Capstone 17 — Personal AI Tutor (Adaptive, Multimodal, with Memory)
> Khanmigo (Khan Academy), Duolingo Max, Google LearnLM / Gemini for Education, Quizlet Q-Chat, and Synthesis Tutor all shipped adaptive multimodal tutoring at scale in 2026. The common shape is a Socratic policy (never just dump the answer), a learner model that updates after every interaction (Bayesian knowledge tracing style), voice + text + photo-math input, curriculum graph retrieval, spaced-repetition scheduling, and hard safety filters for age-appropriate content. The capstone is to ship a subject-specific tutor (K-12 algebra or intro Python), run a two-week efficacy study with 10 learners, and pass a content-safety audit.
Type: Capstone
Languages: Python (backend, learner model), TypeScript (web app), SQL (curriculum graph via Postgres + Neo4j)
Prerequisites: Phase 5 (NLP), Phase 6 (speech), Phase 11 (LLM engineering), Phase 12 (multimodal), Phase 14 (agents), Phase 17 (infrastructure), Phase 18 (safety)
Phases exercised: P5 · P6 · P11 · P12 · P14 · P17 · P18
Time: 30 hours
Problem
Adaptive tutoring used to be an ed-tech research niche. By 2026 it is a consumer product. Khanmigo is deployed across most US school districts. Duolingo Max hit tens of millions of MAUs. Google's LearnLM / Gemini for Education powers tutoring in Google Classroom. Quizlet Q-Chat sits alongside flashcards. Synthesis Tutor hit virality with tutor-for-curious-kids. The common elements: multimodal input (type, speak, photograph equations), Socratic pedagogy (ask first, explain later), a learner model that updates after each interaction, and strict age-appropriate safety.

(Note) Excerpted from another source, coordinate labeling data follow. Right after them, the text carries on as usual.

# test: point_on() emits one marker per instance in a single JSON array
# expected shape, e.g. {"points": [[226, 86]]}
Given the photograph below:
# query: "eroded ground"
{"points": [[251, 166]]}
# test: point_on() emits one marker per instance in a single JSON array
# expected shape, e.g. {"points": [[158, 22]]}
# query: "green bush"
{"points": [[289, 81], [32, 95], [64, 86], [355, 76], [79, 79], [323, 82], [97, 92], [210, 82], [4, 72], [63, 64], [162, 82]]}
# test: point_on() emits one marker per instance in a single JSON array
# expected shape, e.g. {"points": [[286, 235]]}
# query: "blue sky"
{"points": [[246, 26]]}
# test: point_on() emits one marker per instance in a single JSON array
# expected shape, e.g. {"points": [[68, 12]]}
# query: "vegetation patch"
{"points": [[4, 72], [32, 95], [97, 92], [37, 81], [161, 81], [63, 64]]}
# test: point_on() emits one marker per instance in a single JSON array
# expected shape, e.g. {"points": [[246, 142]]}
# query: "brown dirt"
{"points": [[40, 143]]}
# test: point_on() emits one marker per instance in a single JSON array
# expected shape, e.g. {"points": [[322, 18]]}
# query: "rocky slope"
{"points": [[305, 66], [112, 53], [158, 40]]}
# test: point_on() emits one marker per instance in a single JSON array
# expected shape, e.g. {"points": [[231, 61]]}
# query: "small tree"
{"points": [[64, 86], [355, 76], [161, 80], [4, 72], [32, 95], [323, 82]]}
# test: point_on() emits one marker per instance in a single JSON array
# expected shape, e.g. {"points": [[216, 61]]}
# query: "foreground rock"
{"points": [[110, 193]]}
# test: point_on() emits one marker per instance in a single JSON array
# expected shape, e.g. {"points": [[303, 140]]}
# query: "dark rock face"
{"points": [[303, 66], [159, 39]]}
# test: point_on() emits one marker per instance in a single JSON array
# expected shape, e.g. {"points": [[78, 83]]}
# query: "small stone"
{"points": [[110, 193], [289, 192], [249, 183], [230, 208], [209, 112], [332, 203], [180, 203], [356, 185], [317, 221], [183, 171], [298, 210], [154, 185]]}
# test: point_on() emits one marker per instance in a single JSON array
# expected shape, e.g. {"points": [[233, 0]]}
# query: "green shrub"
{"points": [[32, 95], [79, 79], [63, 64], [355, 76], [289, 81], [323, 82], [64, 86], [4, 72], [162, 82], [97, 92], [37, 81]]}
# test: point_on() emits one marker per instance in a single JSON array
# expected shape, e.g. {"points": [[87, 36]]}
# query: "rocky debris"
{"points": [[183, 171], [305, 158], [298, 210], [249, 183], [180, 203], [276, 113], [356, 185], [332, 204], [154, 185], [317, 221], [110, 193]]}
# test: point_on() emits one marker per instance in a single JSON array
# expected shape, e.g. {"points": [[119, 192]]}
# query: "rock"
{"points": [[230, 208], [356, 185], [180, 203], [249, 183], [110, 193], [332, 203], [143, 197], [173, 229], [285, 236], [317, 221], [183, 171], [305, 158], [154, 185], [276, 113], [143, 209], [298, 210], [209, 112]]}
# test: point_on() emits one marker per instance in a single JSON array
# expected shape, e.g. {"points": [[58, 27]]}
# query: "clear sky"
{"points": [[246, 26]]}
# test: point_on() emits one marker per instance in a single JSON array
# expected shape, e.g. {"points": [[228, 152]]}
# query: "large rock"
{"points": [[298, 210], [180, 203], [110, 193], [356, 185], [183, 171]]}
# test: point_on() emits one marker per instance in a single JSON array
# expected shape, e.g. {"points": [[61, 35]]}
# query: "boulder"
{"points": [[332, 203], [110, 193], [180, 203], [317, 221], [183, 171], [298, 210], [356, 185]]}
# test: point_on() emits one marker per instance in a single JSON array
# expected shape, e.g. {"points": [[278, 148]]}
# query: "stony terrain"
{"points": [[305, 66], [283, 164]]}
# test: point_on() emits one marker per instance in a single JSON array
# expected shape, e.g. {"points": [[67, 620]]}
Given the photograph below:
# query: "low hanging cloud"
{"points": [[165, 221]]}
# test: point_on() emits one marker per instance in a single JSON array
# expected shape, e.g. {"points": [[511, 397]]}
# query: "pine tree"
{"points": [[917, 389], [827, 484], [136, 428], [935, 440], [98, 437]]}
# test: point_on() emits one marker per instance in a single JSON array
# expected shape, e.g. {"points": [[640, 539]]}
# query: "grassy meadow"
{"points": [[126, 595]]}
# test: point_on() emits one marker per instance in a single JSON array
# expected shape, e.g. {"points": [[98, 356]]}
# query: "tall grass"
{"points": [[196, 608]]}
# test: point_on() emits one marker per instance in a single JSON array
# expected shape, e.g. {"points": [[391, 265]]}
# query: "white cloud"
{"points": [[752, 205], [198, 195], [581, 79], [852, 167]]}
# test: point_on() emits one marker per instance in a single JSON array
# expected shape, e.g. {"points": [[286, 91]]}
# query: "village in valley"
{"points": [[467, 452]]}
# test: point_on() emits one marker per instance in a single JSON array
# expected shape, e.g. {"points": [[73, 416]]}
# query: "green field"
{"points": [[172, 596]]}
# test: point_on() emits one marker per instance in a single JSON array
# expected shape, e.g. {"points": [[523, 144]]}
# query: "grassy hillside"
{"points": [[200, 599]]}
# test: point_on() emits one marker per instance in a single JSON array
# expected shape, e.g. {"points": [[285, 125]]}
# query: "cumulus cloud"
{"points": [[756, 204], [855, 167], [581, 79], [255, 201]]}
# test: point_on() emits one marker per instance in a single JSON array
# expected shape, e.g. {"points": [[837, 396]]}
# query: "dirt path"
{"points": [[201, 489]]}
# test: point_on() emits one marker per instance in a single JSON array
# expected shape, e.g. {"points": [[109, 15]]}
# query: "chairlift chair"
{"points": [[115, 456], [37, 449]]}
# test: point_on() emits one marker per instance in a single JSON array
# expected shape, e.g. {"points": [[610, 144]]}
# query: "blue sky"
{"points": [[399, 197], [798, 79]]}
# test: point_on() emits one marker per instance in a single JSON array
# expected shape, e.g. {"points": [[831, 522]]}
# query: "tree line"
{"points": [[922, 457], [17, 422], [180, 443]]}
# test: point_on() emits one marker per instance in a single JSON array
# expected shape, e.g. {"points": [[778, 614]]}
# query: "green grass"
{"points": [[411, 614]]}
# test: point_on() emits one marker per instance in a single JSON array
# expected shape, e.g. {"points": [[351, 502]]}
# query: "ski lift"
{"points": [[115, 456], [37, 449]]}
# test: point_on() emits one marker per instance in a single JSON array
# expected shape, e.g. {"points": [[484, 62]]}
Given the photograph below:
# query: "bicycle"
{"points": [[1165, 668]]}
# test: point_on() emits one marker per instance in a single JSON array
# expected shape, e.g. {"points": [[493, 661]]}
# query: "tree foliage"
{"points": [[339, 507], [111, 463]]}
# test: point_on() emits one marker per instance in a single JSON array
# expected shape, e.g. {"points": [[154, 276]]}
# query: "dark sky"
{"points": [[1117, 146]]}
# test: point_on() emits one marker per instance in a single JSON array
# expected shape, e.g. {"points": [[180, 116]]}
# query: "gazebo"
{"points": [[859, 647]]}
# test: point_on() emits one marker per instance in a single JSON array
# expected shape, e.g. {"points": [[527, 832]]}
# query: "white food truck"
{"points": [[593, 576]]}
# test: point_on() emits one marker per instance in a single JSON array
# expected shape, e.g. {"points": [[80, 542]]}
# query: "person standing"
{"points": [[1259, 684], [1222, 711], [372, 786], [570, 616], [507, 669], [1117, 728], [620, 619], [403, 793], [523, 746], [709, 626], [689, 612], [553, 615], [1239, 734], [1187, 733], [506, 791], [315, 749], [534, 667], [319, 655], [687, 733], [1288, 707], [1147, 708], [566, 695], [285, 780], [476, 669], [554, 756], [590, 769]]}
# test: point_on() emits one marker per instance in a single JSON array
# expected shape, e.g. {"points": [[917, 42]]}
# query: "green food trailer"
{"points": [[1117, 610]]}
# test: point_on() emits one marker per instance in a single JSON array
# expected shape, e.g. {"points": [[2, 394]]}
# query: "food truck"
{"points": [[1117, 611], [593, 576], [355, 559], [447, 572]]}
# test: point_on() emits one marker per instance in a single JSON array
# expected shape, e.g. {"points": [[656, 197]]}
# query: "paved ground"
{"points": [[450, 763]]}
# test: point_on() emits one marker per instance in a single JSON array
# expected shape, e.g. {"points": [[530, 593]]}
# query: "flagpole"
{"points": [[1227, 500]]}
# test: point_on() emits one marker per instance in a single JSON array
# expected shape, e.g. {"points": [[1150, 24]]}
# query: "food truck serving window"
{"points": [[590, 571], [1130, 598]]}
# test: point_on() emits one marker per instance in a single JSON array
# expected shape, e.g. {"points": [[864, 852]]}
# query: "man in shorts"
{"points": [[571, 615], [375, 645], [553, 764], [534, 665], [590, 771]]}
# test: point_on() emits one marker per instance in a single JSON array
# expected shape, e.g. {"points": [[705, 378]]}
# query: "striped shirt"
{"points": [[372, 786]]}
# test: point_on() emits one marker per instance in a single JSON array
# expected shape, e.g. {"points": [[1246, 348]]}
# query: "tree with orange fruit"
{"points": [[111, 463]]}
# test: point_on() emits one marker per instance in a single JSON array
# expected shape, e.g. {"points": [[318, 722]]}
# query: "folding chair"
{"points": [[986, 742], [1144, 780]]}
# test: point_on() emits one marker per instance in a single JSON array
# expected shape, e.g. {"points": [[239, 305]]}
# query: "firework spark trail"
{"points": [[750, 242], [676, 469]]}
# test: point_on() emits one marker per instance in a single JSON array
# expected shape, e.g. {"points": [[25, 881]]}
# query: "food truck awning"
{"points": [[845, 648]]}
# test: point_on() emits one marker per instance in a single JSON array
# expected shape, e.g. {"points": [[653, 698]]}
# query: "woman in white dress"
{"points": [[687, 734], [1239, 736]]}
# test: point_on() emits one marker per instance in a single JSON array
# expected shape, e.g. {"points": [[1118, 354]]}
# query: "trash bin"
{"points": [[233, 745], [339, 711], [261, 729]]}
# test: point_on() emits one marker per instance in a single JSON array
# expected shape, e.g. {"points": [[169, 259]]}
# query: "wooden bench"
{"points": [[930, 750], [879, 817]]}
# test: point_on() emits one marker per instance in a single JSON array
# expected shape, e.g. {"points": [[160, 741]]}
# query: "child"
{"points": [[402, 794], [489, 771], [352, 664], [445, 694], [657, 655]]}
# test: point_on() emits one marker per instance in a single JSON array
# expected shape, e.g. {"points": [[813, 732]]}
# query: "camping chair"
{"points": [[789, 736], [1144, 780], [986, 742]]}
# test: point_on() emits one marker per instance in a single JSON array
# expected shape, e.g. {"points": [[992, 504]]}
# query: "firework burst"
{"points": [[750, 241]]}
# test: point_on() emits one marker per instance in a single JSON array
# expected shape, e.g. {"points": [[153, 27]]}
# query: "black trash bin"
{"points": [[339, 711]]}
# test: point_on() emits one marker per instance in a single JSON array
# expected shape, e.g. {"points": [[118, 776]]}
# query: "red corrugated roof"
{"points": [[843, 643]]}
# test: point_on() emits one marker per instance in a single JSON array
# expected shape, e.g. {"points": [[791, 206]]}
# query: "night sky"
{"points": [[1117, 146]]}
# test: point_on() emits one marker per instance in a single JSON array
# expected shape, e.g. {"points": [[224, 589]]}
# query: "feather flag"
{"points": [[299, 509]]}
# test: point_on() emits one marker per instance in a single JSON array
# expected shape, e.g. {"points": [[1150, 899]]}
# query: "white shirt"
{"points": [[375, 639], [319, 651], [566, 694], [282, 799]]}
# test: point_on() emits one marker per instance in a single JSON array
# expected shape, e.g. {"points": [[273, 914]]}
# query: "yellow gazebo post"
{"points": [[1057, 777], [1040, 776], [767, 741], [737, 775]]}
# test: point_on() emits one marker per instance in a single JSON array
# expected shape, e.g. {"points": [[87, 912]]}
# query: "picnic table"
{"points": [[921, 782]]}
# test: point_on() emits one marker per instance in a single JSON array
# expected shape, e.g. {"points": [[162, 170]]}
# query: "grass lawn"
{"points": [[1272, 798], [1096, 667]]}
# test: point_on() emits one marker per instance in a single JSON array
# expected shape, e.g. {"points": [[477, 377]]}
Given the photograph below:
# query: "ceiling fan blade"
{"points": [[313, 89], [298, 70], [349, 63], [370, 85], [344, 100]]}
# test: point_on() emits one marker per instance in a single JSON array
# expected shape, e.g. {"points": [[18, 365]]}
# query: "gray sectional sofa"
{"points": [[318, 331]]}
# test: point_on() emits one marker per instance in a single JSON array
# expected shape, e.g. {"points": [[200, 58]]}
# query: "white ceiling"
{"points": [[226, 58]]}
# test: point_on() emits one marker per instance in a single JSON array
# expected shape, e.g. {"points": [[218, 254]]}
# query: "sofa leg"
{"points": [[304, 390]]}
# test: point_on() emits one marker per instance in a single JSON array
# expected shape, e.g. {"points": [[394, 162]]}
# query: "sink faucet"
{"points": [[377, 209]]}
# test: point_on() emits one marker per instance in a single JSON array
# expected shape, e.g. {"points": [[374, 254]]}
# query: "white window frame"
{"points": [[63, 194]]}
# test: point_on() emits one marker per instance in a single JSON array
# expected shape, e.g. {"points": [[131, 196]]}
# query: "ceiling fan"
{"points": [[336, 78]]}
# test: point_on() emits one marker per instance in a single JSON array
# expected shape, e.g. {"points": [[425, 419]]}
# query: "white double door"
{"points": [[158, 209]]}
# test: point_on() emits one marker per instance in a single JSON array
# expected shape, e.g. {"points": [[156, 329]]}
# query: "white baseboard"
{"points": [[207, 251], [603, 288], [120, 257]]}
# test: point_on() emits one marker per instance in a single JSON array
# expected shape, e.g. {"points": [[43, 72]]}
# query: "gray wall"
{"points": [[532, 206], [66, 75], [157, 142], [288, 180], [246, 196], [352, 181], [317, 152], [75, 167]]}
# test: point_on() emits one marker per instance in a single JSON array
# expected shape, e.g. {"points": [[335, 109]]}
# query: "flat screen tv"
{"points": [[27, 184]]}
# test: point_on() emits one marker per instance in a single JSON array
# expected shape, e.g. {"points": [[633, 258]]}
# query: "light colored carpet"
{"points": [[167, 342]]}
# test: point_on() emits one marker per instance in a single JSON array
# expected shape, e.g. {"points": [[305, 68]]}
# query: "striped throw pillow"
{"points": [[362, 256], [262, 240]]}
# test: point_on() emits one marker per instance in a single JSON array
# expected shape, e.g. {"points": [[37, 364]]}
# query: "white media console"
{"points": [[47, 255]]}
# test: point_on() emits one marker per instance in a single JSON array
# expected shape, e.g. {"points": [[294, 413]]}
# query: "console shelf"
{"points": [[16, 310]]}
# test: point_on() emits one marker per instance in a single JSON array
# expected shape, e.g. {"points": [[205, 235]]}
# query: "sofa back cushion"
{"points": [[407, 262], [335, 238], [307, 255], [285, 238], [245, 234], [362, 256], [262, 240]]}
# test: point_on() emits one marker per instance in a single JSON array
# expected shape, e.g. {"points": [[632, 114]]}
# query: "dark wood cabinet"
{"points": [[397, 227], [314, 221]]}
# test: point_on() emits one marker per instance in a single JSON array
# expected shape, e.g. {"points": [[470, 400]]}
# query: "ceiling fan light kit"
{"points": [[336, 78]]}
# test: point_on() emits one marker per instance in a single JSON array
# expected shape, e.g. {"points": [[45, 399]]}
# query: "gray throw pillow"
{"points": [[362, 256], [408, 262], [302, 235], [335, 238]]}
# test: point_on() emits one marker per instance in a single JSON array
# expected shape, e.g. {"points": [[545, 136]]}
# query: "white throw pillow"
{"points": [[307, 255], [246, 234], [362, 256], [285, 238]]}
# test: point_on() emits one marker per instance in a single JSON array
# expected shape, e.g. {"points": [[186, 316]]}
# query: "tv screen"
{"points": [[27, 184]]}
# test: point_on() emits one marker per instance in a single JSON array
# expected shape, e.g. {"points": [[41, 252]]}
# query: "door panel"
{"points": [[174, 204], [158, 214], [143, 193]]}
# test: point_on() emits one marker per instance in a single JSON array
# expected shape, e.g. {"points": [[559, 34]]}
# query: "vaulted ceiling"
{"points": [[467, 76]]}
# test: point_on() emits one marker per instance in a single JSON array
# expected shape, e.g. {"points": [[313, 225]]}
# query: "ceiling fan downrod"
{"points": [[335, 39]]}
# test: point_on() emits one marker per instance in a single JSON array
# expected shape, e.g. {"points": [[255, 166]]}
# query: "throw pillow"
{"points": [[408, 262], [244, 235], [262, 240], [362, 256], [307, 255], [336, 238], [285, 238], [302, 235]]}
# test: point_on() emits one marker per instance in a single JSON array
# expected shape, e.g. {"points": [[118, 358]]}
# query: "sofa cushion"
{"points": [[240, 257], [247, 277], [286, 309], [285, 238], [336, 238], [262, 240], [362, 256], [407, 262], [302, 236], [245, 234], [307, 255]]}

You will build one of these for a specific cohort. The measurement bar is an actual efficacy study: pre-test and post-test scores over two weeks with 10 learners. The voice loop must feel natural (capstone 03 sub-stack). The memory must be privacy-respecting. The safety filter must pass COPPA-aware red-team for K-12.
Concept
Four components. Tutor policy is a Socratic loop: when the learner asks for the answer, the policy asks a leading question; when they get it right, it moves to the next concept; when they are stuck, it offers a scaffolded hint. Learner model is Bayesian knowledge tracing (or a simple variant) that updates mastery probability per curriculum node after each interaction. Curriculum graph is a Neo4j of concepts with prerequisite edges; the policy walks the graph to pick the next concept. Memory is an episodic + semantic store (agentmemory-style) holding past interactions, mistakes, and preferences.
The UX is multimodal. Text input for typed answers. Voice input via LiveKit + Whisper (reuse capstone 03). Photo input for math problems via dots.ocr or PaliGemma 2. Voice output via Cartesia Sonic-2. Safety uses Llama Guard 4 plus an age-appropriate filter (blocks adult content, violence, self-harm) and a COPPA-aware memory retention policy.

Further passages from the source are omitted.